7 Tips for Guided Meditation Classes

August 01, 2023

What comes to mind when you imagine a successful meditation session? Is it perfect silence? Excellent posture? Peaceful thoughts? While each of these can be a byproduct of a healthy, sustained mindfulness practice, they certainly aren’t pre-requisites for guided meditation classes or entry to a meditation center. While there are plenty of apps to help you meditate on your own, the physical presence of a certified teacher and a committed group of participants ensures you will have the opportunity to ask questions, receive individual help, and build a community of like-minded folks.

A woman meditating outdoors on a mat.

7 Tips for Guided Mindfulness Meditation in a Class Setting

Guided meditation classes are a wonderful way to stay on track during a meditative session. Here are seven tips to take with you to the mat.

Cultivate a Beginner’s Mind

Ego has no place in meditation classes. That statement sounds wonderful, right? Unfortunately, none of us is without an ego… so what do we about that?
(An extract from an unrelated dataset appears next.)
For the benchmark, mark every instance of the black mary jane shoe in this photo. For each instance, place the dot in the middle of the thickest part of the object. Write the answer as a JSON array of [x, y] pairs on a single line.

Putting the concept of “Shoshin” or “beginner’s mind” into practice can help us replace a spirit of arrogance with one of curiosity in our meditative practice. Essentially, beginner’s mind seeks to always return to the mentality of a humble student instead of leaning on the preconceived notions of our experience. By practicing this, we open ourselves up to more discovery and enjoyment (Muse).

Resist Comparing

Comparison is another ego-related trap. Making value judgements about the differences between yourself and other individuals in a guided meditation class can be a tempting distraction sometimes. Ultimately, however, this practice can prove destructive. While learning from and appreciating another’s practice and ability level is natural and fine, we distance ourselves from the sacred work of the moment when we slip into comparison with delusions of what we or others could or should be like.

Rest Assured, You Aren’t Doing it Wrong

Meditation may be harder for some than others, but that doesn’t mean anyone is incapable of meditating. If solo meditation sounds too daunting, guided mindfulness meditation may be a useful tool.

While meditating, it may feel like you can’t control your thoughts. Like you’re constantly distracted by every little thing. Will my daughter make friends this year in school? What should I have for lunch after this? When is Shark Week again…? Congratulations on being a human being. This is 100% normal. Reminding ourselves to return to that ever-elusive breath is what this practice is all about. If anything, a distracted mind shows us just how much we need to cultivate a mindfulness practice.

Visualize Your Airflow

Athletes know all about the value of positive visualization. When it comes to meditation, we can use visualization to be more present. By simply envisioning the cyclical pathway of oxygen intake and exhalation, we can more easily connect to the moment and to the meditation process.

Focus on Achieving… Nothing

Friends sitting outside in a group meditation.

“Non-striving” often proves a tricky concept in the Western world. We tend to like our results over here, but the truth is that this approach to both solo and guided mindfulness meditation can be detrimental. Placing all of our focus on achieving a specific result will actually take us away from the heart of meditation, which encourages us to accept unfolding thoughts and stimuli exactly as they are without seeking to change anything.

Sit Comfortably

Why make things harder on yourself by ignoring the needs of your body? After all, this should be a holistic practice that facilitates a stronger mind-body dynamic. Ignoring your body is not the goal of meditation classes.

Some meditation center environments may encourage certain postures over others, but sitting in full lotus for an hour is NOT for everyone. Sitting in this way, if you wish to pursue it, will probably take some practice.

In the meantime, grab a comfy meditation mat and sit in a way that ensures your back stays straight but not rigid. Some folks even lie on their backs. The key here is not to worry about sitting in any particular way so much as to sit in a way that doesn’t obstruct attention or wakefulness.

You Can Always Adjust

Discomfort in your knee? Persevering through it can be an option in meditation classes, but if if it’s more than minor discomfort, that’s a different story. Meditation should never be painful. You can (and should) shift your position if you’re ever in real pain.

The group aspect of meditation classes can give rise to feelings of inferiority, conformity, and fear — fear of making a sound or movement that isn’t perfectly in sync with what others are doing. But remember… we must resist the urge to compare!

Adjusting your body is a perfectly reasonable thing to do in meditation classes, so please always do what feels right to you in this area.